Cada um habita seu mundo e interage com o espaço de forma única. Não há receita para entender nossos limites. Fazer-se conhecer não diz respeito apenas como nos colocamos diante do outro ou de situações em que somos desafiados, como na vida profissional. Há um caminho interno. Por me conhecer, sei até onde vou. Por ter consciência do que sou, escolho ultrapassar ou não determinados limites que julgo relevante na construção da minha própria existência.
Estabelecer limites não significa ausência de busca ou abrir mão das potencialidades. O escritor Manuel de Barros dizia: “A reta é uma curva que não sonha”. Viver não é uma reta ao infinito; tem retrocessos, paradas e mudanças de direção.
Aristóteles, no livro IV da Física, entende que o tempo existe porque temos a mente para medi-lo. O tempo depende da nossa consciência. Milton Santos, nosso filósofo-geógrafo, definiu a natureza do espaço a partir do olhar humano. Sem o olhar humano, o espaço é vazio. A qualidade do espaço depende das técnicas que aplicamos. Se será bom ou ruim dependerá daquilo que dele fazemos por meio das nossas escolhas. Gosto de pensar que tempo e espaço não devem subjugar a existência, nosso maior patrimônio. Medir o tempo e perceber o espaço requer estabelecer limites. Aristóteles e Milton Santos nos dão uma bússola: “saiba.” Saber-se para melhor interagir com tempo e espaço. Caso contrário, estamos perdidos na infinitude ilusória.

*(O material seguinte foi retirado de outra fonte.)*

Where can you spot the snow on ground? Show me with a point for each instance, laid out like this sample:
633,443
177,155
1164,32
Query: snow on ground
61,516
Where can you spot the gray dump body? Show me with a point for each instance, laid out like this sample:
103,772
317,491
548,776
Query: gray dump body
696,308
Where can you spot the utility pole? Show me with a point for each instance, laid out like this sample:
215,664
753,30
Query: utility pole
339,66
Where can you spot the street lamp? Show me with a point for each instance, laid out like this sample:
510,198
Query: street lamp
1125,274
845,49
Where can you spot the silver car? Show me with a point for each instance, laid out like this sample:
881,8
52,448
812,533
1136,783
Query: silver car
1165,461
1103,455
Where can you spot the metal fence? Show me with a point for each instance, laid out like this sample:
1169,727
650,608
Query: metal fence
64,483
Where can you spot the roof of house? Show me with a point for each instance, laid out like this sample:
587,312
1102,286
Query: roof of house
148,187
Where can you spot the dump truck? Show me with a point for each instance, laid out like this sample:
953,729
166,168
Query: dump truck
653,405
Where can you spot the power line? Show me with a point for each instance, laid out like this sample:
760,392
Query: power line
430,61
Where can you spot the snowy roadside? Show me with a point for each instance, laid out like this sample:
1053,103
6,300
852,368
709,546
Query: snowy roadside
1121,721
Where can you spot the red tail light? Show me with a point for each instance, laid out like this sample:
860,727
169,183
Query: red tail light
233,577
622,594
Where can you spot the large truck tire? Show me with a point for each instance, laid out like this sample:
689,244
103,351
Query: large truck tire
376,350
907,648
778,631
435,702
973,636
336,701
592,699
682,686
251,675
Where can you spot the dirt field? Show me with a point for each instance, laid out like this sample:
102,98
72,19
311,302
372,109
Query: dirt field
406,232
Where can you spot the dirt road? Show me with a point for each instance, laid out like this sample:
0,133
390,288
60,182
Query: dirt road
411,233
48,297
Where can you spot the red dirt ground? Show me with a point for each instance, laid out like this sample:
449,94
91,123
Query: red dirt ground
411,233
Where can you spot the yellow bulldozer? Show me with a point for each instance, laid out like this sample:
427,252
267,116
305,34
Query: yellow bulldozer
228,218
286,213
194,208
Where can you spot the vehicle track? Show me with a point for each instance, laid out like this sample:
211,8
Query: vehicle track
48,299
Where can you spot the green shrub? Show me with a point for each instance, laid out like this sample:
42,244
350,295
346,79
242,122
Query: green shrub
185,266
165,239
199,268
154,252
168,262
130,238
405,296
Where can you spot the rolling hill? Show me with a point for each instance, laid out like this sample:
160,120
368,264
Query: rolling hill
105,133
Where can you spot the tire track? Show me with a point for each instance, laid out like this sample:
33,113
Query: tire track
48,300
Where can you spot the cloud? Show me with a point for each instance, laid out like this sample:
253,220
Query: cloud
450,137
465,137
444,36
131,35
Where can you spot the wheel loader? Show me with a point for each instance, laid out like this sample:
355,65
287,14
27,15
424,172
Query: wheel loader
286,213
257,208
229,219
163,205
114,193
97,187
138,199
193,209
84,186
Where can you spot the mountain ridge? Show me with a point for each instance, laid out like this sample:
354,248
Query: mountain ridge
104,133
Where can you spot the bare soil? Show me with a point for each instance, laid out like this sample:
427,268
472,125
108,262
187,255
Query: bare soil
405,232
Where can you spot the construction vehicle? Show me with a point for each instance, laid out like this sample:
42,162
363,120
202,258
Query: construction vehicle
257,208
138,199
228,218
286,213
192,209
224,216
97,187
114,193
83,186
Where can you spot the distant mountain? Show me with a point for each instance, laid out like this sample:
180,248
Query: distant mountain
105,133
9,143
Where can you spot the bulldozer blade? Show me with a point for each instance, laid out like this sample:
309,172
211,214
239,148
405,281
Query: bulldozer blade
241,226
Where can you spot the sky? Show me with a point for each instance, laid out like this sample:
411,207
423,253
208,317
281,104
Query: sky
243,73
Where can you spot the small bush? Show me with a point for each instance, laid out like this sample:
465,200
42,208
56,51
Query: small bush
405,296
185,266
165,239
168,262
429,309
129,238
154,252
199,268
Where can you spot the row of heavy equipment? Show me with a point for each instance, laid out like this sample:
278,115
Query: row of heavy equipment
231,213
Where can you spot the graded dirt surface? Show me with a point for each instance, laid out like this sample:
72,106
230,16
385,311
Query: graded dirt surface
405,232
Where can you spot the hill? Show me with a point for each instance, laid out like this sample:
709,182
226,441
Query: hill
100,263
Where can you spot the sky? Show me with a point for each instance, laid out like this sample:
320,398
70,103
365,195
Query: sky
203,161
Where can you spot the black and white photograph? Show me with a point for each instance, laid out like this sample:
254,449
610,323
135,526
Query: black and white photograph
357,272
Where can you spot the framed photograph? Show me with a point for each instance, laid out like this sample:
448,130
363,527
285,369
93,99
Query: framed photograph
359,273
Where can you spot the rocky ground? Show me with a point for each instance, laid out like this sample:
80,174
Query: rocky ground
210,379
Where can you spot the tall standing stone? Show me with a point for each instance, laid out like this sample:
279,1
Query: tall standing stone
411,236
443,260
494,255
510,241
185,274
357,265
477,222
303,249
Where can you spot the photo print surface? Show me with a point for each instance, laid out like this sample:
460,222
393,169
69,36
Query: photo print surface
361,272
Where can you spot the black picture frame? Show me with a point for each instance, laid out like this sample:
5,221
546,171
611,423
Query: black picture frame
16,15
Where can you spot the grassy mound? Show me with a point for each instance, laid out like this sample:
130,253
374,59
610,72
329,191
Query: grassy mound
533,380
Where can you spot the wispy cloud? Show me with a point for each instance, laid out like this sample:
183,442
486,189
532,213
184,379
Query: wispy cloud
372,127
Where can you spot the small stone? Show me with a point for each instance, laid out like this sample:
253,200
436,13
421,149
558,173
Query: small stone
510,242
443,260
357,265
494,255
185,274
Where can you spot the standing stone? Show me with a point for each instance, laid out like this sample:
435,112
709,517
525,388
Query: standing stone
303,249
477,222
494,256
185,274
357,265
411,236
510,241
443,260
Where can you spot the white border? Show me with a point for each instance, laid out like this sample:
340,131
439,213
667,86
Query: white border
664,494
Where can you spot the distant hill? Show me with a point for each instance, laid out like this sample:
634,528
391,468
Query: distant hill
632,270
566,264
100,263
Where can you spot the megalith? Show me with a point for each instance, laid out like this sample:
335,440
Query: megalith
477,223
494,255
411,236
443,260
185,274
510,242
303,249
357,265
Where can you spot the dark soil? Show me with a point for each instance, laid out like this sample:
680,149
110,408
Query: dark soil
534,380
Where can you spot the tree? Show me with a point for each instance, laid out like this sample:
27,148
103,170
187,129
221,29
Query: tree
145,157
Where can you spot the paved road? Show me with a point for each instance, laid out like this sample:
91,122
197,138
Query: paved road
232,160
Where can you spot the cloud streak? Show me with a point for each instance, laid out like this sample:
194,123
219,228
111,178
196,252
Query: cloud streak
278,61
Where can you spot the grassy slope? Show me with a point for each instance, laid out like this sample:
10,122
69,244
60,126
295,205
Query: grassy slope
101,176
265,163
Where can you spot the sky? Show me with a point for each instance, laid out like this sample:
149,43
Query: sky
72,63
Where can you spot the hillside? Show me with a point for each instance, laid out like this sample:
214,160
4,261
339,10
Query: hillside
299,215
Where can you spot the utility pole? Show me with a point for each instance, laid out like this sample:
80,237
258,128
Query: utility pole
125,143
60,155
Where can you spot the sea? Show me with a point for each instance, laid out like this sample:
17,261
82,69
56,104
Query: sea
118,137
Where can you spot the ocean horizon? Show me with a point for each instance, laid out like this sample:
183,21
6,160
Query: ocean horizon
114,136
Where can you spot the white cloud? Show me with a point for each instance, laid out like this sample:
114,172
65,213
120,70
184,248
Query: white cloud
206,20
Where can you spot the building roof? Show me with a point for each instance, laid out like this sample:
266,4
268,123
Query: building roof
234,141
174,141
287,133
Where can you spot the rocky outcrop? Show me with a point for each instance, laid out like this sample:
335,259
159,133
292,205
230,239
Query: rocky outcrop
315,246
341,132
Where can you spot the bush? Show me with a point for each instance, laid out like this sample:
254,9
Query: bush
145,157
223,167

A consciência e o autoexame são condições para responder ao tempo e espaço da nossa existência, vencendo a ilusão da onipotência. Chego numa etapa da vida que entendo melhor os limites que me dei. Eles dizem muito sobre mim. Nem sempre foi assim. Talvez isso tenha me levado a viver boa parte do meu tempo em uma sala de aula com jovens.
Fiz uma longa curva porque o fim da estrada é perder uma das maiores conquistas que podemos construir ao longo da vida: nossa autonomia. Como nos adverte Albert Camus: “A liberdade sem limites é o oposto da liberdade”. Parafraseando o escritor francês: “A vida sem limites é o oposto da vida”.
Ótima reflexão! Importantíssimo reconhecer os seus próprios limites para conseguir trabalhar dentro das suas capacidades tudo aquilo que for possível. Um carro com motor potente, porém sem freios, bate de frente com o primeiro muro que encontrar.